Note that the RooProdPdf is for cases where you want to multiply PDFs. It’s not for multiplicative scale factors.

Dear Stephan,
Thanks for your clarification. Yes, your understanding is correct. I will compute the final Nsig according to your suggested way.

Thanks,
V. Prasad

Hello Stephan,
I have used the following code snippet to produce the projection and pull plots of a particular variable in the simultaneous fit. Please find the corresponding plots from the attachment. While looking at the projection plot, it hard to believe that the pull distribution is correct. Am I doing something wrong? Kindly clarify me.

Thanks,
V. Prasad

  RooPlot* frame1 = Dikmass.frame(Bins(100)) ;
  frame1->SetName("SigPDF");
  combData.plotOn(frame1,Cut("sample==sample::mbcSG")) ;
  simPdf.plotOn(frame1,Slice(sample,"mbcSG"),ProjWData(sample,combData)) ;
simPdf.plotOn(frame1,Slice(sample,"mbcSG"),Components("fx0"),ProjWData(sample,combData),LineStyle(kDashed),LineColor(3)) ;
simPdf.plotOn(frame1,Slice(sample,"mbcSG"),Components("fx1"),ProjWData(sample,combData),LineStyle(kDashed),LineColor(2)) ;
  simPdf.plotOn(frame1,Slice(sample,"mbcSG"),Components("fx2"),ProjWData(sample,combData),LineStyle(kDashed),LineColor(4)) ;
  simPdf.plotOn(frame1,Slice(sample,"mbcSG"),Components("fx3"),ProjWData(sample,combData),LineStyle(kDashed),LineColor(7)) ;
  frame1->Draw() ;

  RooHist* resdkk = frame1->pullHist();
  RooPlot* frame1_ = Dikmass.frame(Title("Pull Distribution")) ;
  frame1_->SetName("resdKK");
  frame1_->addPlotable(resdkk,"P") ;

mkkdist.pdf (26.6 KB) pull.pdf (20.1 KB)

The fit looks ok, but the pulls are not pulls. The distribution looks exactly like data.
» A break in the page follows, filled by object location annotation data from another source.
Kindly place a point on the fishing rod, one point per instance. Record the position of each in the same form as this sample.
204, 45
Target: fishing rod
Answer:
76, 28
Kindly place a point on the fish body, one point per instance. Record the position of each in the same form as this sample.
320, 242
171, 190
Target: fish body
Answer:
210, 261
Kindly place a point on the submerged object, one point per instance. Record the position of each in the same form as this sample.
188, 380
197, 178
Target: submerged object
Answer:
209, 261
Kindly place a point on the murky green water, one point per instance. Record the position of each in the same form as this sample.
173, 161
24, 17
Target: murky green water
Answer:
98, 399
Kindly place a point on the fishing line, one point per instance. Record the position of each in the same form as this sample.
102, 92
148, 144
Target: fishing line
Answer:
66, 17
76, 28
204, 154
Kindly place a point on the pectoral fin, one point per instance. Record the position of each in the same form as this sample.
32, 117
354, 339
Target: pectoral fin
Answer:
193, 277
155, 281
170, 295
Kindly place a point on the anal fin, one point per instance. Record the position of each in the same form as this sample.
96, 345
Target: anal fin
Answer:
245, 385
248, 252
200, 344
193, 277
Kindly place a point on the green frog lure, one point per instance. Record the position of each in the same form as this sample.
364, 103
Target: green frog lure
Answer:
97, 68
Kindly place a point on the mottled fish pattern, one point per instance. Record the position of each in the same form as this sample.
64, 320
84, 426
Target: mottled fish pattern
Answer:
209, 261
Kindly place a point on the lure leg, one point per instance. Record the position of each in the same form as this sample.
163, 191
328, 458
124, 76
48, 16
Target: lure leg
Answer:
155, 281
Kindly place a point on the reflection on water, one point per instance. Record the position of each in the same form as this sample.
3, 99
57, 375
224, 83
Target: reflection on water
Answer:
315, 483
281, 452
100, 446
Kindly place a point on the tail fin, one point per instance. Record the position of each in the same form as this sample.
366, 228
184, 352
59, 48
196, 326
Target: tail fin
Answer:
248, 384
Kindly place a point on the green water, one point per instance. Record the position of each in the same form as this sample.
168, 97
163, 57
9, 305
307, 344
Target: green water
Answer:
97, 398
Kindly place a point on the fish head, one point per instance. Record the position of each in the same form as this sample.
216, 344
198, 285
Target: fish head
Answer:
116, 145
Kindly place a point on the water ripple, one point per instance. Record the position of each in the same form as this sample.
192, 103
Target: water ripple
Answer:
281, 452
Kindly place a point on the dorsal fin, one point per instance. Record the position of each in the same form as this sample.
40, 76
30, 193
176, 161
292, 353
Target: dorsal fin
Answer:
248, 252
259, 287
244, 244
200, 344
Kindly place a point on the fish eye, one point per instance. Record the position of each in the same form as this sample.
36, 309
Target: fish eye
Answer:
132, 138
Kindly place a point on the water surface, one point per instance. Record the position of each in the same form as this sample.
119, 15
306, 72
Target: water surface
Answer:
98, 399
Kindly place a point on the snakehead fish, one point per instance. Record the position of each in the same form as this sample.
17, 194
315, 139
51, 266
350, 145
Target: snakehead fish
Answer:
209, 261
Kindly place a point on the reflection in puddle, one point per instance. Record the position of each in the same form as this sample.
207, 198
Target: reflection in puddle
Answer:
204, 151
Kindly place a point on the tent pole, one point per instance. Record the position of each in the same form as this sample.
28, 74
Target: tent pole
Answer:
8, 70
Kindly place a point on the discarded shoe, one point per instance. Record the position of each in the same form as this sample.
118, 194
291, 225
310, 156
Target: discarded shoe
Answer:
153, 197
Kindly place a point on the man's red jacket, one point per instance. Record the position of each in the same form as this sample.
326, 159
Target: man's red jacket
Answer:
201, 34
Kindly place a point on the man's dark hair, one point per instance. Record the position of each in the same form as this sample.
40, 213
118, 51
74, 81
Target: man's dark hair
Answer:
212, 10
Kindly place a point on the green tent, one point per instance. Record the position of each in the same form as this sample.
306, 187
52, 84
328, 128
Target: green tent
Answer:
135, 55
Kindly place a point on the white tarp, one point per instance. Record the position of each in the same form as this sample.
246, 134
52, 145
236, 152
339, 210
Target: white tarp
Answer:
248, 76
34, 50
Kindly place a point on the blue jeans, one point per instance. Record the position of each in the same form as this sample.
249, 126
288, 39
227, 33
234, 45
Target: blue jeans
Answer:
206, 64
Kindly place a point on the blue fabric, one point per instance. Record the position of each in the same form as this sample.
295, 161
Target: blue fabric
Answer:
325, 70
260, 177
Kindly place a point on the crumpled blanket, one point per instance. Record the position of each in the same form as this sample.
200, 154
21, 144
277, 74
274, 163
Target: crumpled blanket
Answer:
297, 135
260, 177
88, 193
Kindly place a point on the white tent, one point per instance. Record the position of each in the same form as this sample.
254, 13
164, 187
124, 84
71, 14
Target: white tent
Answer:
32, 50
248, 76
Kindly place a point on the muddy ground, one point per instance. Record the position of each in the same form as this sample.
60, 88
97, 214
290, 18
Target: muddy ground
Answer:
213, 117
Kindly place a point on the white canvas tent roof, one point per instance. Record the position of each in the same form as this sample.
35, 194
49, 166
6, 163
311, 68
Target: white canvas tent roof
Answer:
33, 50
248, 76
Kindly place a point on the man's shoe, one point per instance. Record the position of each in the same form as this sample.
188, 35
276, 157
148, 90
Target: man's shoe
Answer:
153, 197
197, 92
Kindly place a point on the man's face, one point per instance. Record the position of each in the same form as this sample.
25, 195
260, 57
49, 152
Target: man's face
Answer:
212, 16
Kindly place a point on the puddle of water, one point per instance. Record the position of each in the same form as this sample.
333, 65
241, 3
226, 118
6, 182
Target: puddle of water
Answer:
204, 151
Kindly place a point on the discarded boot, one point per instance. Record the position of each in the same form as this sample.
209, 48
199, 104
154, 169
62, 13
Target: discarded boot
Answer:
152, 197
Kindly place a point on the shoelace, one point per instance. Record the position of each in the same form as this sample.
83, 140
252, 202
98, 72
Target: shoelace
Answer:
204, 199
Here is an example how to create pulls:
https://root.cern.ch/doc/master/rf109__chi2residpull_8C.html

Yes, I have used the same method to create the pull, as can be seen below.

RooHist* resdkk = frame1->pullHist();
RooPlot* frame1_ = Dikmass.frame(Title(“Pull Distribution”)) ;
frame1_->SetName(“resdKK”);
frame1_->addPlotable(resdkk,“P”) ;

It seems that this code computes the fit residual as combData - fit. I have noticed that the fit does not describe well the data unless I require the following condition:

combData.plotOn(frame1,Cut(“sample==sample::mbcSG”)) ;

So I need to apply a similar cut before creating the pull. But, I don’t find any example for the same.

Thanks,
V. Prasad

1 Like

Yes, you have to cut, because otherwise it’s not clear which of the categories in the simultaneous PDF should be drawn. Can you confirm that the residual histogram does not work correctly when you first apply the cut to the data, then draw data and fit curves, and then create the pull histogram from the frame where you drew data and fit curves?

The pull and residual histograms are created by finding the first curve and the first dataset that have been drawn on the frame, unless you pass the names of the curves explicitly.
https://root.cern.ch/doc/master/classRooPlot.html#a0d3911db1f4e0ba5cfcf9e182eea3ed0

Thanks for your suggestion. The problem is solved after making the following changes:

RooPlot* frame1 = Dikmass.frame(Bins(100)) ;
combData.plotOn(frame1,Cut(“sample==sample::mbcSG”),Name(“datakksig”)) ;

simPdf.plotOn(frame1,Slice(sample,“mbcSG”),ProjWData(sample,combData),Name(“pdfkksig”)) ;

RooHist* resdkk = frame1->pullHist(“datakksig”,“pdfkksig”);
RooPlot* frame1_ = Dikmass.frame(Title(“Pull Distribution”)) ;
frame1_->SetName(“resdKK”);
frame1_->addPlotable(resdkk,“P”) ;

1 Like

:+1: !

This topic was automatically closed 14 days after the last reply. New replies are no longer allowed.